以下、Windows Server 2008(x64)が「完全インストール」ですでに導入されているという前提で、Hyper-Vの導入手順を紹介する。なおHyper-Vの導入は、管理権限のあるアカウントでログインして行う必要がある。
1. Hyper-V RTM用の更新プログラム「Windows6.0-KB950050-x64.msu」をダウンロードし実行する。画面の指示に従ってウィザードを完了させ、サーバを再起動する。これはWindows Server 2008のRTM版に含まれているHyper-Vがベータ版であるため、RTM版にアップデートするための更新プログラムである。
2. 管理ツールの[サーバーマネージャ]を起動し、Hyper-V の役割を追加する。[役割の概要]内の[役割の追加]をクリックし、役割の追加ウィザードで[Hyper-V]を選択する。
3. ウィザードを進めていくと[仮想ネットワークの作成]画面が表示される。ここで選択するネットワーク・アダプタは仮想ネットワークとしての扱いになり、仮想マシンが外部ネットワーク上のほかのマシンと通信するために使用される。ネットワーク・アダプタが2つ以上ある場合には、少なくとも1つはホストOS(リモート管理)用として残すことが推奨される(画面2)。
4. 役割の追加ウィザードが完了したらサーバを再起動して、Hyper-Vの役割を有効にする。
5. 再起動後、Hyper-Vをインストールしたアカウントでログオンし、[サーバーマネージャ]の[役割]−[Hyper-V]を選択する。そこで以下のサービスが正常に起動し、「実行中」になっていることを確認する。
- Hyper-V イメージ管理サービス(vhdsvc)
- Hyper-V ネットワーク管理サービス(nvspwmi)
- Hyper-V 仮想マシン管理(vmms)
■仮想マシンの作成と設定
問題なくHyper-Vの導入が完了したら、[管理ツール]メニュー内から[Hyper-V マネージャ]を起動する。

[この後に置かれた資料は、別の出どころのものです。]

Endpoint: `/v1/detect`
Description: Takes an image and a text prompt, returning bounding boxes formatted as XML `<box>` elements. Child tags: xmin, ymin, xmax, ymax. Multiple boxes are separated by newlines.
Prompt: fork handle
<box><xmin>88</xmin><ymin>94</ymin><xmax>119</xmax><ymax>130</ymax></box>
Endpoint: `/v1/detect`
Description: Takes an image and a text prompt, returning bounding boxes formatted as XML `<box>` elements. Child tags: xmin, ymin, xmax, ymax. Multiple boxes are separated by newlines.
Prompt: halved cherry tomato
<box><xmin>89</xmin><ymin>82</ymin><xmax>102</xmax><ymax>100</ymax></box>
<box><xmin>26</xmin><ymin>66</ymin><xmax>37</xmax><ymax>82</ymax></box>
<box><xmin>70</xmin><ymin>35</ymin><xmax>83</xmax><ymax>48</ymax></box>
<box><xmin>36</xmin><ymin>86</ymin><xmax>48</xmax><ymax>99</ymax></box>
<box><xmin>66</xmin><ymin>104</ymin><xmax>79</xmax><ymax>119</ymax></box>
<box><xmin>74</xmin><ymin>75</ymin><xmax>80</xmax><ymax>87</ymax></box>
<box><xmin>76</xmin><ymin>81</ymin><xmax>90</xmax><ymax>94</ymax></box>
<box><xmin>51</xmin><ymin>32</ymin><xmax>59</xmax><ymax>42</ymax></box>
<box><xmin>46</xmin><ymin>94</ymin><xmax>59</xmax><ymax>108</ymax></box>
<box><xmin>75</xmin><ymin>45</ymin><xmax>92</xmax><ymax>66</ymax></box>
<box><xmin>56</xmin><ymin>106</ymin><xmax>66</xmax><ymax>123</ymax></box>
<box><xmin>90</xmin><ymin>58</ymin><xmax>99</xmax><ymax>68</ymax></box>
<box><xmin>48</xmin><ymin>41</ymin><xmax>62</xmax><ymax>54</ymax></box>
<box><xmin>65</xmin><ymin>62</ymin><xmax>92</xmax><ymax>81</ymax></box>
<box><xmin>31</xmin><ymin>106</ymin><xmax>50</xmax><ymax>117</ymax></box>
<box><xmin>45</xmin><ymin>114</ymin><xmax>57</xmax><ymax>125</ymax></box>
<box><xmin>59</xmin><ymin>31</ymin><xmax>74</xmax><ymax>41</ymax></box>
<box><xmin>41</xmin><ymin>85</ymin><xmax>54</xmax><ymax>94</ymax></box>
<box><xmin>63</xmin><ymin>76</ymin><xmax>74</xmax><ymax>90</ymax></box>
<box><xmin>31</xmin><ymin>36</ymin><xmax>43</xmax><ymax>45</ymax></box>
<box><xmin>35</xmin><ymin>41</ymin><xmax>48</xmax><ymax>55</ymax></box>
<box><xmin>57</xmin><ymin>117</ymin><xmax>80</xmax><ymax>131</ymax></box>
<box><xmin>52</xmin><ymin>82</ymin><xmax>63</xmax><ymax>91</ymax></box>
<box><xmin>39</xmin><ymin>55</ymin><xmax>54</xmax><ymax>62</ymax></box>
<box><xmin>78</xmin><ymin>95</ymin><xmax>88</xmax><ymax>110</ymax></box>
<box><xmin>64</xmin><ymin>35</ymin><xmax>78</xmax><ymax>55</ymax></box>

仮想ネットワークの設定はすでにウィザードの際に完了しているが、仮想マシンを構成するファイルの保存先が、デフォルトではC:ドライブ(ホストOSのシステム・ドライブ)に設定されているため、ディスクのパフォーマンスやバックアップなどを考慮すると、別の専用ドライブに変更しておいた方がよい。左側のツリー内のホストOSのコンピュータ名を選択した状態で、右側の操作ペイン内の[Hyper-Vの設定]を選択する。[仮想ハードディスク]、[仮想マシン]と設定個所が2つあるので、それぞれ別のドライブに任意のフォルダを作成し、設定する(画面3)。